My article on that same topic has basically all the same information, to be honest, because I used a few of the same references. I also followed a lead provided by Pat Aronold with regards to taking Karl's work a step farther and using it to explain why Winstrol hurts your joints.

And, since you seem to be a fan of him (so am I, obviously, since in my book I explicitly dedicate it to him and mention him as being a major influence, inspiration, and source of information) ...here's another by Karl, explaining androgens and the glucocorticoid interaction:

http://www.mindandmuscle.net/mindandmuscle/magpage.php?issueID=22&artID=999281

I also, by the way mention Duchaine as an influence in my book.

He aparently influenced Karl quite a bit also, since the product Karl helped bring to the market (a forskoli product )is something Duchaine mentioned about a half decade prior to Karl developing it as a supp for USP labs.

Karl and I were e-mailing quite a bit until his passing...since we both were actually writing for mind and muscle, and I often consulted with him in this way. I was, if anyone remembers, writing with him, and was a mod with him on 2 or three boards prior to that.

Anyway, enjoy the Article.

 

[Deacon]

I will read it thanks

BTW I really dont have anything against you - I just like fucking with you - but I will knock it off now and call a truce

 

[hooker]

I am also interested how deca can any effect on either the progesterone mediated immune response or the glucocorticoid receptor

never in my studies on Progesterone do they mention that it will sooth joint pain in anyw ay shape or form - and I also have no clue what that second thing is

Weird.

Because in this post:

https://thinksteroids.com/community/posts/468956

...you copy/paste a Llewellyn article which has a reference to the Glucocorticoid receptor.

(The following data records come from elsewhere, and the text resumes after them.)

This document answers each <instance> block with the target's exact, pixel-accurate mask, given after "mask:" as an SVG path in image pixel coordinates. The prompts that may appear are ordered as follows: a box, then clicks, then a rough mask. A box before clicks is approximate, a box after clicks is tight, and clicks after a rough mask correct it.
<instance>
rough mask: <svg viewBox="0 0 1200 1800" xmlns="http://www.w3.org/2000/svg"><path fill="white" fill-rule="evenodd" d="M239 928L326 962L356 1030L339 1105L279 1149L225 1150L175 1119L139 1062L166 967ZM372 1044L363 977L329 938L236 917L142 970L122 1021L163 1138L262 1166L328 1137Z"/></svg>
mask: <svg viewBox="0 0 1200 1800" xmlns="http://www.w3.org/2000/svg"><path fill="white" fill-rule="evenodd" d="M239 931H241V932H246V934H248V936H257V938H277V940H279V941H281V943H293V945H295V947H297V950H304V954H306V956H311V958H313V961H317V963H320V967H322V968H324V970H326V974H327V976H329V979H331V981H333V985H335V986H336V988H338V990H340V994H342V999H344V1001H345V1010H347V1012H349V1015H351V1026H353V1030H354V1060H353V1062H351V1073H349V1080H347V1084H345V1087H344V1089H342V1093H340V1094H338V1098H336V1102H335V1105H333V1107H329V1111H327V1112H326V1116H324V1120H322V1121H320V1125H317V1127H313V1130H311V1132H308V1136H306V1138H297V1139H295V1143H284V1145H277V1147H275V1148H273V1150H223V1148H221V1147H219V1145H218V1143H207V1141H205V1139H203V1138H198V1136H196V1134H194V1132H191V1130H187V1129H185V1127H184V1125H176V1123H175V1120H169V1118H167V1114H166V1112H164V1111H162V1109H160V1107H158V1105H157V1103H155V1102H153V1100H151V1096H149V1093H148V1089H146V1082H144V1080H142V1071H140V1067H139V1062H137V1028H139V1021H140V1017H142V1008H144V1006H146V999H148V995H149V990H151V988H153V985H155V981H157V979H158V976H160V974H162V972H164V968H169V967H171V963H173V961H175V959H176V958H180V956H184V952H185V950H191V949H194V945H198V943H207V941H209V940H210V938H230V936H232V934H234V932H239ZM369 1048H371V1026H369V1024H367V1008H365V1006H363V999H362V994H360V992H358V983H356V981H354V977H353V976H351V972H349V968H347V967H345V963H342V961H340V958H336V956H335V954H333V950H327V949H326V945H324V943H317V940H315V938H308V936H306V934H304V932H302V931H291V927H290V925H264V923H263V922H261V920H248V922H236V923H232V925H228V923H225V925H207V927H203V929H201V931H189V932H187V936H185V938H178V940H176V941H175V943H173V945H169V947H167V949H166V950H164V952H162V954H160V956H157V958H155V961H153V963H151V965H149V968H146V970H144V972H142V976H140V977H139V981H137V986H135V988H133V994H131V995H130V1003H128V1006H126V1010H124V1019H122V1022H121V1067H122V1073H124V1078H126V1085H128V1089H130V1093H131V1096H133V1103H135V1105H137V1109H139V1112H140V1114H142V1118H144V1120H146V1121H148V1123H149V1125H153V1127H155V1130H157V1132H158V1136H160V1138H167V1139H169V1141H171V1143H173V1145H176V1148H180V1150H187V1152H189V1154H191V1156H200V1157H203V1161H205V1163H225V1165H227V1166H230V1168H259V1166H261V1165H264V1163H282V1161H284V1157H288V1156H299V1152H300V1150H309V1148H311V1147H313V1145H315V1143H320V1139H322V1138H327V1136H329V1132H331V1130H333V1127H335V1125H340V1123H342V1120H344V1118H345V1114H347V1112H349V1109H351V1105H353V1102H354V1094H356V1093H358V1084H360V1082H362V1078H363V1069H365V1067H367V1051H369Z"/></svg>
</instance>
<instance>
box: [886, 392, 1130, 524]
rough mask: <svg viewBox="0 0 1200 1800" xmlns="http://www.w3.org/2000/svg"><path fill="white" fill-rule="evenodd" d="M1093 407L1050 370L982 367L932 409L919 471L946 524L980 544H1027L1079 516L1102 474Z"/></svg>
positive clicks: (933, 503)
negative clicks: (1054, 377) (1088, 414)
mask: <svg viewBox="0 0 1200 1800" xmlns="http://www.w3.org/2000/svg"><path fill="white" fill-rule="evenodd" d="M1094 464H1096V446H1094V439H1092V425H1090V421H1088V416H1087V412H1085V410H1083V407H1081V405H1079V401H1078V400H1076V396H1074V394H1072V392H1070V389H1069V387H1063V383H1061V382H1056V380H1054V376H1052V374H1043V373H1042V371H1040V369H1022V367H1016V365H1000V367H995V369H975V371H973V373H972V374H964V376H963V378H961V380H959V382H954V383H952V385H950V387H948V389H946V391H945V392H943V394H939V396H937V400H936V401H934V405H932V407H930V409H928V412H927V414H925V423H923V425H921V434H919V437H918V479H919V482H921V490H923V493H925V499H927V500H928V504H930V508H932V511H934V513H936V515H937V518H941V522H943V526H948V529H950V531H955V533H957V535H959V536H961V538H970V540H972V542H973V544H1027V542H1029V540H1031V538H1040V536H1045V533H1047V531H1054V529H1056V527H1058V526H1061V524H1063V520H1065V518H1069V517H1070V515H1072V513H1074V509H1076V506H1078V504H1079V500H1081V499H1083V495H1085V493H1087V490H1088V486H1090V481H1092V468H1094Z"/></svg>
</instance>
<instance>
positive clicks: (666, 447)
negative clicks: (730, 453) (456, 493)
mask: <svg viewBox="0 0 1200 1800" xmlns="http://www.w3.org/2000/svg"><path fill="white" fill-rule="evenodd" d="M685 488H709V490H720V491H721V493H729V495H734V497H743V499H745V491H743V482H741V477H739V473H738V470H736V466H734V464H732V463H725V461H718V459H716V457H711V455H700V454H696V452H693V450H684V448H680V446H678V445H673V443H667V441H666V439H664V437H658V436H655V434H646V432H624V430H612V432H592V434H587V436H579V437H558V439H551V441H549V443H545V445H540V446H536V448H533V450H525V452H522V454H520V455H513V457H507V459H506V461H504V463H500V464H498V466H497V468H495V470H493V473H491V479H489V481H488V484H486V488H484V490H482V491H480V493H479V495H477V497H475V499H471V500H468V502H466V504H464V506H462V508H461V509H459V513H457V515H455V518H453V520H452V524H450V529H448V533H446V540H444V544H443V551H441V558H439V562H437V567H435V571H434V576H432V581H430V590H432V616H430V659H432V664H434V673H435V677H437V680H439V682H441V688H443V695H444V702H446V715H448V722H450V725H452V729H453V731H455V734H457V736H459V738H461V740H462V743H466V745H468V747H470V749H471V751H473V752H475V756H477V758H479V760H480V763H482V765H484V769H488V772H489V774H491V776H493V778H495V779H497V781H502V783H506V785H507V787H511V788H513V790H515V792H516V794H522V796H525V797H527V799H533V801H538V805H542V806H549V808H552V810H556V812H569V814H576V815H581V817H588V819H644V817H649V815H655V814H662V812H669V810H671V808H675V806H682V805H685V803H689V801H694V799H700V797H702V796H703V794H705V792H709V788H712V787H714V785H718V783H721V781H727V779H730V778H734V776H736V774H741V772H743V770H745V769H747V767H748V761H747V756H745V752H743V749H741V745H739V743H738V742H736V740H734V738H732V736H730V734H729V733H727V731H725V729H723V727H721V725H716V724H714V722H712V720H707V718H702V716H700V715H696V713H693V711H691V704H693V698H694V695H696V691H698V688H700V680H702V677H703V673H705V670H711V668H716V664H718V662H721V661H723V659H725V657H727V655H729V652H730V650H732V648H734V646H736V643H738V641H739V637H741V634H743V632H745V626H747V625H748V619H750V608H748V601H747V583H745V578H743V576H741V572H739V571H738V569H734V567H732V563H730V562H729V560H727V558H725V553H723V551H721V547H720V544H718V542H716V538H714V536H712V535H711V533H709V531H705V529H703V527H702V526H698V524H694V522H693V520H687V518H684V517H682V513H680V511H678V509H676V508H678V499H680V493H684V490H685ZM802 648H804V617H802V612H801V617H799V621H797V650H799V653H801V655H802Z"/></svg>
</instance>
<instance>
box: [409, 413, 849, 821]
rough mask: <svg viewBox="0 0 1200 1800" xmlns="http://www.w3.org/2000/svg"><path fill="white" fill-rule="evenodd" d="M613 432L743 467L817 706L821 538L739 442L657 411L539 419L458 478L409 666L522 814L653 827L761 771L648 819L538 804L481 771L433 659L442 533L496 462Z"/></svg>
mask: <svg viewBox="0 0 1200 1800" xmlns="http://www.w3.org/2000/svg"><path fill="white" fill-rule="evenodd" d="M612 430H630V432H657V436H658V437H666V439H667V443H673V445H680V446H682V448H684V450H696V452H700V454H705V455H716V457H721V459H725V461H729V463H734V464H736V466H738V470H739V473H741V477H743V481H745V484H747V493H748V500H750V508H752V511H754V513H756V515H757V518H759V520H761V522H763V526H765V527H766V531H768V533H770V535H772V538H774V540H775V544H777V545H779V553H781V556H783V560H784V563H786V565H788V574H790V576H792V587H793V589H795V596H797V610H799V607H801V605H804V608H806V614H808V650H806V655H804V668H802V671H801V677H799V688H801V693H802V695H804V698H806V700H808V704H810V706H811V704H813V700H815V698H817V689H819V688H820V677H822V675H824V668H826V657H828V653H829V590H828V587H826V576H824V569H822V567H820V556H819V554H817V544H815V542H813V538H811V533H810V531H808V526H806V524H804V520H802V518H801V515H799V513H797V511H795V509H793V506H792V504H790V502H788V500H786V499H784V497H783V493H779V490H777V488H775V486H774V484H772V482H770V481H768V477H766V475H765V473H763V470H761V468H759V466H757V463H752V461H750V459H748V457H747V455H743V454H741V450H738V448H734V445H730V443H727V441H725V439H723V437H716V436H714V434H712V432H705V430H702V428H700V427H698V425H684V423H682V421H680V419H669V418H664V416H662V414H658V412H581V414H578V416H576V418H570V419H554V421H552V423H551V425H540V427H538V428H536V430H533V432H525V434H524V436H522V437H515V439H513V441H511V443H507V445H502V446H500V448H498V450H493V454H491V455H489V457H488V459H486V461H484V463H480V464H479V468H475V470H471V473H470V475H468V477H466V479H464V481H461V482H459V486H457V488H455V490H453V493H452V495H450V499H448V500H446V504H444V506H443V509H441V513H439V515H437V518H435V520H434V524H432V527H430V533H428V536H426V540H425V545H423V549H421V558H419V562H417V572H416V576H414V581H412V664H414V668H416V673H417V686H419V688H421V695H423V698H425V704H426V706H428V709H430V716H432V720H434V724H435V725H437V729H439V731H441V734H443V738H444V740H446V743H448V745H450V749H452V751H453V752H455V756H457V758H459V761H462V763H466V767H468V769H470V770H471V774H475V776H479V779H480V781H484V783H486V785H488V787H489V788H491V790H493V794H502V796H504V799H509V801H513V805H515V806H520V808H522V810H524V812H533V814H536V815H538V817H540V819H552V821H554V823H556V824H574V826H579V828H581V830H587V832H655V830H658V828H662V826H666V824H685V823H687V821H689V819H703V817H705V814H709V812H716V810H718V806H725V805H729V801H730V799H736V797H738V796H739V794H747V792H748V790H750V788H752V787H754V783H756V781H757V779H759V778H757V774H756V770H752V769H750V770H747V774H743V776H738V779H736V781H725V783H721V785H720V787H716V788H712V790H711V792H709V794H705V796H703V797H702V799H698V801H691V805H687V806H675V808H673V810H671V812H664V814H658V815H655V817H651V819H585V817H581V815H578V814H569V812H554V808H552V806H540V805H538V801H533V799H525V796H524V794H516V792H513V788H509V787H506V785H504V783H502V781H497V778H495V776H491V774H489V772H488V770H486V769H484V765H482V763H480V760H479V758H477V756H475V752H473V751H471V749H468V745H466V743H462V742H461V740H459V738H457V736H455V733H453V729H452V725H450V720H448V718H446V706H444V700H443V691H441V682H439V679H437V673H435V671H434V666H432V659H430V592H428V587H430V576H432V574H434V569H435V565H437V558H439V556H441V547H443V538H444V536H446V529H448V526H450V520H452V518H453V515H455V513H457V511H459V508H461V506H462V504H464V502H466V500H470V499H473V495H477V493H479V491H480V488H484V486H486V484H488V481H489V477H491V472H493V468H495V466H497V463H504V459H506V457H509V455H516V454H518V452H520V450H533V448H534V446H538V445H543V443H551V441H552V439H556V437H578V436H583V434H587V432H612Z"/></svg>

Since you have "no clue what that is"...(your own words)

This leads me to believe you don't fully understand the articles you read, and that when there is a word in them that you don't understand, you don't even bother to learn what it is.

Then, apparently, without knowing what the article actually says, you repost it.

Lather. Rinse. Repeat.

Become Mod/Admin all over the 'net.

Nice.

 

[DocJ]

*sigh* So does nandrolone interact with the glucocorticoid receptor in a "different" way than other aas?

 

[DocJ]

If you wish to know about Progesterone and soothing joint pain, the easiest place to look is in pregnant women. It is well documented that flexibility parameters sometimes go down postmenopausal women, and joint pain (especially that of the chronic type) rises...in response to the lowering of estrogen and progesterone[/COLOR].[/B] But there aren't any estrogen receptors (*not generally) in synovial tissue. So it's not a direct action, but possibly a systemic reaction to an immune response. I believe the bulk of the evidence supports this idea.

I think (my own theory) that this is the body's way to adapt to support the extra weight and stress of the fetus, and in the sense of evolution, this would be a very useful trait for the female of the species.

I find this confusing...then what specifically causes ligament laxity in pregnant women? ...and if this is what happens with nandrolone use, it would be a hinderance to heavy weight training, am I missing something here?